An NCPA fellow has predicted that an increase in insurance premiums is likely to happen. | Courtesy of Shutterstock
+ Regulatory
Kerry Goff | Feb 3, 2016

NCPA fellow predicts spike in insurance premiums due to unsustainable operations

Anthem Inc. recently predicted a rise in insurance premiums for 2017 due to many insurance companies underpricing their policies or not making enough of a profit to sustain operations.

The National Center for Policy Analysis (NCPA) sees these predictions as inevitable, with taxpayers being affected the most.

“I believe insurance rates will continue to rise,” Dr. Devon Herrick, senior fellow at NCPA, recently told Patient Daily. “All the insurers report people gaming the system -- using special enrollment periods to wait to sign up until they need care, only to drop once they’ve received care.”

Herrick explained that, according to an Aetna report, those who enroll during open enrollment tend to stay only eight or nine months on average, while those using special enrollment periods stay half that long.

“No risk pool can withstand this type of activity,” he said.

With regard to subsidies for those with limited incomes, a rise in premium costs would directly affect the taxpayer.

“The subsidies in the exchange are already designed to be open-ended,” Herrick said. “Subsidies are not a fixed-dollar credit. Rather, the ACA caps premiums at a specific level of income. As a result, almost all of the premium increases for those receiving subsidies are borne by taxpayers.”

Herrick warned that the effects of these rising rates will primarily encourage healthier people to drop coverage -- or avoid the exchange all together.

“The trouble with this idea is that people tend to resist when they’re expected to pay $100, $200 or even $300 more per month for coverage that they don’t perceive as having any benefit,” he told Patient Daily

Herrick went on to explain that many experts had predicted these cost increases, which were caused by exchange plans predicated on the idea of forcing young, healthy people to overpay so older, less healthy people get a larger subsidy.

“Currently, less than one in five are people paying the full cost of their coverage,” Herrick said. “About 83 percent of exchange enrollees are those receiving subsidies.
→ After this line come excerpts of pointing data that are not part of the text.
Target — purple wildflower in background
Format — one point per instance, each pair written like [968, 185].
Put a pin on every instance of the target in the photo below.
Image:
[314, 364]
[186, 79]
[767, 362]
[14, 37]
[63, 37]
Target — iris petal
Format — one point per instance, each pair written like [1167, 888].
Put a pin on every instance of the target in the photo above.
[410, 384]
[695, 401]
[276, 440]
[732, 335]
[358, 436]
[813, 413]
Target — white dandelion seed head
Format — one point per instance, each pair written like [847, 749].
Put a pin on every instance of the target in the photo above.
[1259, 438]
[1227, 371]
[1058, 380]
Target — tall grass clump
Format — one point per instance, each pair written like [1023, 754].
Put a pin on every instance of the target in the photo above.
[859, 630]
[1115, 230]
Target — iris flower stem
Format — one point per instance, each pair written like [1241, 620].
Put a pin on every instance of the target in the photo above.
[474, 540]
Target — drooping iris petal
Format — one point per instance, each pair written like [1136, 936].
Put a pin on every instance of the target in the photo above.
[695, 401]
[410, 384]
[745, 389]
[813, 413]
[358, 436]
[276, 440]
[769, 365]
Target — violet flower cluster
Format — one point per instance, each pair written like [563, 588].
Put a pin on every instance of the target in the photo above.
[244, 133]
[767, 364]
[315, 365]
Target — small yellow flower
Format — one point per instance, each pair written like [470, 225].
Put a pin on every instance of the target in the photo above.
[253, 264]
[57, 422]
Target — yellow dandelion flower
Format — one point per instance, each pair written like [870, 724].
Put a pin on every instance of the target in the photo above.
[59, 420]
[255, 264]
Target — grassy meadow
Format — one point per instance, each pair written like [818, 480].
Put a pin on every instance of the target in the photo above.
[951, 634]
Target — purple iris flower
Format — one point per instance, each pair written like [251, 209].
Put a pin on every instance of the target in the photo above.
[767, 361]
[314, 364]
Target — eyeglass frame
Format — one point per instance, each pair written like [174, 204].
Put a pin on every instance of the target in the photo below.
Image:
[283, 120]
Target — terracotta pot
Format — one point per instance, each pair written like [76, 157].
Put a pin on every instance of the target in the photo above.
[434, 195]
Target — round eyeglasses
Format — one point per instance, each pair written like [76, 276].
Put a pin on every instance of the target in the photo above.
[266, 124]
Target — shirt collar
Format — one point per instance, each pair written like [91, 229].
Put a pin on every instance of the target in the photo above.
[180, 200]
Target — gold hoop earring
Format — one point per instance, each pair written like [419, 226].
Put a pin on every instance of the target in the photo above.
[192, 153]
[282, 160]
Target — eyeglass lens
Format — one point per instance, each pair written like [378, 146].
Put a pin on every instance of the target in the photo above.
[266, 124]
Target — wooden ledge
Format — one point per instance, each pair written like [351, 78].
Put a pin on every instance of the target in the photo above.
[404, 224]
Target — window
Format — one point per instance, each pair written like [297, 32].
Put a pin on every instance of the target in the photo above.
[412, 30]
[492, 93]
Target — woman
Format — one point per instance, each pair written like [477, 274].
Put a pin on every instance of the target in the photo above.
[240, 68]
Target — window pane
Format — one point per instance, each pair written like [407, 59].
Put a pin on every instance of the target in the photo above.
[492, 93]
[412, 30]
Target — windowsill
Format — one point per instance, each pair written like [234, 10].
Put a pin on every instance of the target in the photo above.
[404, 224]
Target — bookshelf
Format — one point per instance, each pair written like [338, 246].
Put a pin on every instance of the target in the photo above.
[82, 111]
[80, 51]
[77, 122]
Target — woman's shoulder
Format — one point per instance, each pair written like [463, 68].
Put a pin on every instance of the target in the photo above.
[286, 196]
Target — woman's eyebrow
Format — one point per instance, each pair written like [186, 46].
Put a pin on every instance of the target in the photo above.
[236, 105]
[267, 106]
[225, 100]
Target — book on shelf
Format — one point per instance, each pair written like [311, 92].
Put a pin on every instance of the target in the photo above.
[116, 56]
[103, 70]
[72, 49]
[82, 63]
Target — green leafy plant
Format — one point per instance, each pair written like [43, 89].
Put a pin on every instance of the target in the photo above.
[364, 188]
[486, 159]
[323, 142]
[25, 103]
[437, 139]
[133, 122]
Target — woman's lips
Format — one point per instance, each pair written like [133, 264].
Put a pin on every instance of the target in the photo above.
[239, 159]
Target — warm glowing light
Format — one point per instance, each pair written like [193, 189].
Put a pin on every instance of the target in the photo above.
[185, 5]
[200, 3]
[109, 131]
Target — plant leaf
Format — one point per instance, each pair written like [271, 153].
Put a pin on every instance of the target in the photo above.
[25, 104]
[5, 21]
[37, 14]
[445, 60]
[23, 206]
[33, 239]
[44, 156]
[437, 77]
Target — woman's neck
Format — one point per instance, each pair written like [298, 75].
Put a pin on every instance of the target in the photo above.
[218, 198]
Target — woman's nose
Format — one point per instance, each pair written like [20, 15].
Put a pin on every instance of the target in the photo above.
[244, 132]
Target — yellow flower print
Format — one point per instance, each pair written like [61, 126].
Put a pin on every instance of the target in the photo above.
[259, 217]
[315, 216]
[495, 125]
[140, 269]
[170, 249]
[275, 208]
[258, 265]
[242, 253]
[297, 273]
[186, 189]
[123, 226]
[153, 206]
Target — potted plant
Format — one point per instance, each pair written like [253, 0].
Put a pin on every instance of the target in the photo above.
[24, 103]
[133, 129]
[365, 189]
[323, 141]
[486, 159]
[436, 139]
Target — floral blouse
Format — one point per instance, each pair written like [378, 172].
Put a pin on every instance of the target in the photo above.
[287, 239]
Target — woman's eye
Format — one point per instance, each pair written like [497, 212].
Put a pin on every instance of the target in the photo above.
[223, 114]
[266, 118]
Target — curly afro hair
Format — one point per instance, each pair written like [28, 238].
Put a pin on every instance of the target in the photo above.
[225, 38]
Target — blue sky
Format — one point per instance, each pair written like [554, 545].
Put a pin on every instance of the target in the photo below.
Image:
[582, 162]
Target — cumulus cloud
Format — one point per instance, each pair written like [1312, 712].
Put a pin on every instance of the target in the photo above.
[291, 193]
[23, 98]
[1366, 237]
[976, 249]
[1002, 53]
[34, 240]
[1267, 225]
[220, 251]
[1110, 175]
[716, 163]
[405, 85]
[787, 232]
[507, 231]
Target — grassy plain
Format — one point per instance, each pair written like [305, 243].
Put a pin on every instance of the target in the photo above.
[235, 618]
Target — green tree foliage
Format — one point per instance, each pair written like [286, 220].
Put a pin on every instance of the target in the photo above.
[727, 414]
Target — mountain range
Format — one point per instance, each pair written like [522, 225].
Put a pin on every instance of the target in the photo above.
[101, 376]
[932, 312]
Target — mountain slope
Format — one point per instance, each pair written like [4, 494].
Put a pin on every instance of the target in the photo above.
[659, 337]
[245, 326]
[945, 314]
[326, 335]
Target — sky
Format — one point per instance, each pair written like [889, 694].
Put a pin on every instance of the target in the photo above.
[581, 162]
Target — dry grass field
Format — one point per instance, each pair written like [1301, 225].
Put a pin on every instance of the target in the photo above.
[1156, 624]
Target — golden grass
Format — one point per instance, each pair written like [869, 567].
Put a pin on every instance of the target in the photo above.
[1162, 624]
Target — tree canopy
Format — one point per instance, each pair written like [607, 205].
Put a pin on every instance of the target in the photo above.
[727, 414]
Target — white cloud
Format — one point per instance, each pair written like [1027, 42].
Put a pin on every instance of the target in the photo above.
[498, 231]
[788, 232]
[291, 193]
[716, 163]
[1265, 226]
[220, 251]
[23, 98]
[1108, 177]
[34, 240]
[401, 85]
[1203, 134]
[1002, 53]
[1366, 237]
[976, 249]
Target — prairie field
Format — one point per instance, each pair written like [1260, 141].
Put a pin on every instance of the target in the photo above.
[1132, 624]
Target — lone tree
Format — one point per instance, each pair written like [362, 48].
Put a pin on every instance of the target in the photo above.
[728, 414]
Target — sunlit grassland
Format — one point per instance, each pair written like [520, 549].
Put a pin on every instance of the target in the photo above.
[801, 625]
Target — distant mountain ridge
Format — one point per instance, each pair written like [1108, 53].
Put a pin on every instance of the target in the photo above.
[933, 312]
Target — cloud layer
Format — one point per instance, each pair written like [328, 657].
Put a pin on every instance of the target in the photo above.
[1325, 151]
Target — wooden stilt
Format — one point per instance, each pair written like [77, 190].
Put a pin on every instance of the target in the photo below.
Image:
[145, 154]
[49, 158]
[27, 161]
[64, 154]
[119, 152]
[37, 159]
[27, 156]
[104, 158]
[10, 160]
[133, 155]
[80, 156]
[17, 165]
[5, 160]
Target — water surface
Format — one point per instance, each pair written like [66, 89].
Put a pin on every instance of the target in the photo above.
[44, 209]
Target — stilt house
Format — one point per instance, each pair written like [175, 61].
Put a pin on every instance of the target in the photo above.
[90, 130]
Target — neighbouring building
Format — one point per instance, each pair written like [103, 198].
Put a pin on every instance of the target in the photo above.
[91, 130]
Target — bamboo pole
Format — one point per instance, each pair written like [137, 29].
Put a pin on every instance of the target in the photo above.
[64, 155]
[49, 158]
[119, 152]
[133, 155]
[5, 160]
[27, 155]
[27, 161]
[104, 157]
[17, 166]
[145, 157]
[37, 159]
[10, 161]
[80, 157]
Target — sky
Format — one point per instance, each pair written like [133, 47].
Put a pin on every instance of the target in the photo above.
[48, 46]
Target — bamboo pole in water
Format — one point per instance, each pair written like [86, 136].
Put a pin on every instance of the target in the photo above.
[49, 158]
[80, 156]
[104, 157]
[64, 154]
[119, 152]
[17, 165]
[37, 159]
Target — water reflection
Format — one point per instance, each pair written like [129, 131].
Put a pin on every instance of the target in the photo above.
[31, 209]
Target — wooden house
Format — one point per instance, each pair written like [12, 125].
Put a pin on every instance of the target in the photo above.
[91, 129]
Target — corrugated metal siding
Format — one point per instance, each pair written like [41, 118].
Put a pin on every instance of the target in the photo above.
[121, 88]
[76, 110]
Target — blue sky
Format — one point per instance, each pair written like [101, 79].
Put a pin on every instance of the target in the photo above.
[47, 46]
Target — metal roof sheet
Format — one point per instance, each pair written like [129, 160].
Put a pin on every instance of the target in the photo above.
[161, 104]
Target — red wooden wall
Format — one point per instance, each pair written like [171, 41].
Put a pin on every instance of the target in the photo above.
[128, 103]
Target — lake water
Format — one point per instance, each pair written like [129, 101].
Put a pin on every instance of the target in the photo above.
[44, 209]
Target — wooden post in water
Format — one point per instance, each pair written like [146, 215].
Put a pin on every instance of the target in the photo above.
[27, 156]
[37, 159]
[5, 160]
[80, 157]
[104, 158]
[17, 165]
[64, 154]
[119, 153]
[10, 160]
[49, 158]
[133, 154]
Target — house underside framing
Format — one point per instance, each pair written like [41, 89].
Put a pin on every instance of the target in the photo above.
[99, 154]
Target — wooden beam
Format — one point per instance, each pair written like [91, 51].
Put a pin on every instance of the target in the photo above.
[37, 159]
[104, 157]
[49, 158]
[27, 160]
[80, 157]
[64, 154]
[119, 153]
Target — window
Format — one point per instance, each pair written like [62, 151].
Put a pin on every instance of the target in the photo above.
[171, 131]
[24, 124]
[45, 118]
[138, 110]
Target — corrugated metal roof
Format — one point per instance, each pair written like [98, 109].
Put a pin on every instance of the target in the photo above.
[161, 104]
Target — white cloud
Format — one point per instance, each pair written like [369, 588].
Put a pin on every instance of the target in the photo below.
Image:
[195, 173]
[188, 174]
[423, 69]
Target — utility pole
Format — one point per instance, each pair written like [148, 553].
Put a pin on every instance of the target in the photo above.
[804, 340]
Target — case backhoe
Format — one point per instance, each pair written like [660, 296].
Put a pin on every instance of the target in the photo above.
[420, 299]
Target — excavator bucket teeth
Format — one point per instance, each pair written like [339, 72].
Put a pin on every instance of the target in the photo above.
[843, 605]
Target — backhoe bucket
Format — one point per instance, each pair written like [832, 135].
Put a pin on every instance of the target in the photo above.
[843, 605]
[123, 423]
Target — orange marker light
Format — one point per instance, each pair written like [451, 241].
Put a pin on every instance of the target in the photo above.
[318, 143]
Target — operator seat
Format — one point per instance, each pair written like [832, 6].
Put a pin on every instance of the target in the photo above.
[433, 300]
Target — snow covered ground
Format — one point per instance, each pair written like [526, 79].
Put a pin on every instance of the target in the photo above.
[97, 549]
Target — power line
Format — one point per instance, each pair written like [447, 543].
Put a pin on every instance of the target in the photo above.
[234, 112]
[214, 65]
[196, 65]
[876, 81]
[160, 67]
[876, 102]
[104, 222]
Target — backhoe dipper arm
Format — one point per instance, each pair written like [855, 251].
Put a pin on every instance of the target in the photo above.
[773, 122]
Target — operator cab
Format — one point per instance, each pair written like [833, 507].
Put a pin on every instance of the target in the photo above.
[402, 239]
Some of the people paying the full cost may be less healthy than average and find any coverage to be better than nothing. But it appears the exchange is turning into a high-risk pool for people who are sicker than average.”

Herrick continued by stating that good health tends to be correlated to wealth. Therefore, the type of people who find exchange policies to be a good deal -- either because they are sick or because they’re getting a large subsidy -- are not the type of customer the exchange plans need to survive.

“This adverse selection is likely to continue until the system collapses and no insurers want to sell coverage in the exchange,” he told Patient Daily.